C02 crisis makes a mockery of ‘global Britain’ | Letters

C02 crisis makes a mockery of ‘global Britain’ | Letters

CO2 crisis makes a mockery of ‘global Britain’

Alistair Wood says today’s crises are caused by the UK selling off its most valuable assets, while Gary Nethercott asks what happened to Tory ‘market solutions’

The American-owned CF Fertilisers plant in Cheshire.

Letters

Last modified on Fri 24 Sep 2021 03.39 EDT

Reading your report, I find myself becoming ever more despondent at the inability of the UK to influence – let alone control – its own future (Why is the UK bailing out US CO2 supplier CF Fertilisers?, 22 September).

Boris Johnson, Liz Truss and other government incompetents bang on about “global Britain”, but this phrase is both meaningless and misleading. The reality is that the various current crises are caused by Britain selling its most valuable assets to the rest of the world: CF Fertilisers is American, four of the big six energy companies are foreign-owned and GlaxoSmithKline is under pressure because its main shareholder is a US investment management company. The list of foreign ownership is a long one that includes much of our manufacturing, energy and retail base.
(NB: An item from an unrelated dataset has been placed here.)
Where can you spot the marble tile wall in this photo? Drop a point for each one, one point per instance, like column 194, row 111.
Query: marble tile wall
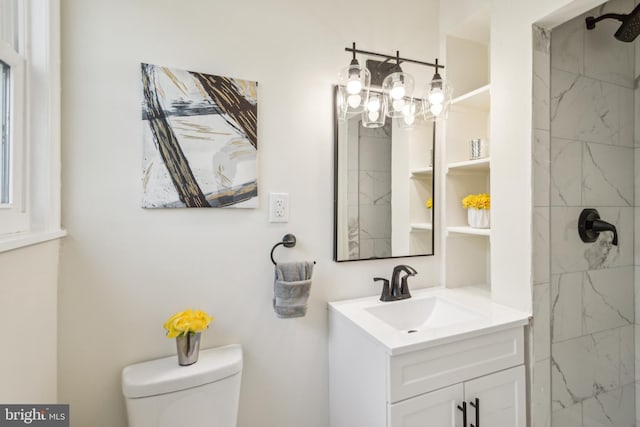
column 370, row 194
column 584, row 310
column 540, row 384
When a country loses control of what goes on at home, the chances of having influence globally is nigh on impossible. No wonder John Crace points out that “on the other side of the Atlantic [Johnson] is pretty much a nobody” (Politics sketch, 22 September).
Alistair Wood
Oswestry, Shropshire

So a private company decides to hold the country to ransom and stop production of essential CO2. I must have missed the rightwing media’s response of moral outrage. Instead, the British taxpayer will bail out the company for the next three weeks and pay the costs of production. Whatever happened to the Tory mantra of “let the market decide”?